Fenomenología del tallarín
Ir desde la cama al living, con un plato de tallarines bien servido sobre la diestra. Dejar, como al descuido, que uno de estos caiga lentamente, sin desprenderse del plato, adhiriéndose con elegancia a una de las patas de la cama. Dibujar una danza domestica con los fantasmas de Husserl y Brentano, mientras el filamento de pasta prosigue su carrera entre la cama y el plato, envolviendo el imán en forma de manzana que adorna la puerta de la heladera y poniéndole bigotes a la presentadora que anuncia las noticias desde el viejo televisor NEC. Suspender el juicio ante el despliegue fenoménico del tallarín, que ya comienza a momificar a la abuela en su mecedora, después de haber hecho lo propio con el perro salchicha y la jaula de los canarios. Tejer, en suma, una intrincada telaraña de pasta (No prevista por Marco Polo a la hora de su importación gastronómica) que todo lo envuelva y que opere una extraña mimesis con esa otra red epistémica que une a seres objetos, y en la que navegan o naufragan nuestros sentidos…
Pintarnos el rostro para la guerra con restos de salsa y queso rallado, antes de quedar inmóviles como marionetas entre la maraña de tallarines.
Esperar sosegadamente, en riguroso silencio, la manifestación de la-cosa-en-si agazapada tras la masa omnipresente. Aguardar dos, tres, cuatro horas, hasta comenzar a sospechar que esencia alguna se esconde tras la profusión de apariencias. Descubrir, en un rayo de intuición, que los bultos adivinados bajo los tallarines (la abuela, el perro, la jaula de los canarios) no son en realidad más que ondulaciones casuales, fantasmagorías creadas por su caótica acumulación.

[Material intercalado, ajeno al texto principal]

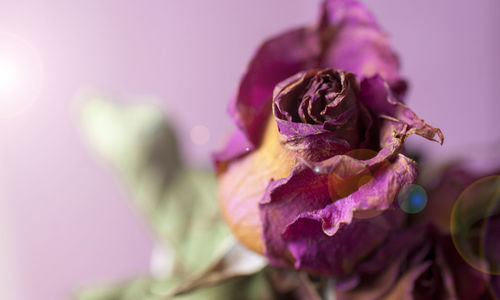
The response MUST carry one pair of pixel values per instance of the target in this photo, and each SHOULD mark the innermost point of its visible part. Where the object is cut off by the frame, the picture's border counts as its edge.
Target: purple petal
(299, 217)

Gritar de horror o desesperación, gritar por calculada crueldad, mientras despedazamos con uñas y dientes la telaraña, sin encontrar nada debajo.
Sentarnos entre los restos del zarpazo gnoseológico, en el vació recién elevado; exhalar la histeria al tiempo que otra certeza aun más atroz nos invade: la del mundo como un páramo desolado, igualmente emboscado en su sistema de apariencias. Buscar, en un último gesto y hasta el fin de nuestros días, el improbable principio del tallarín.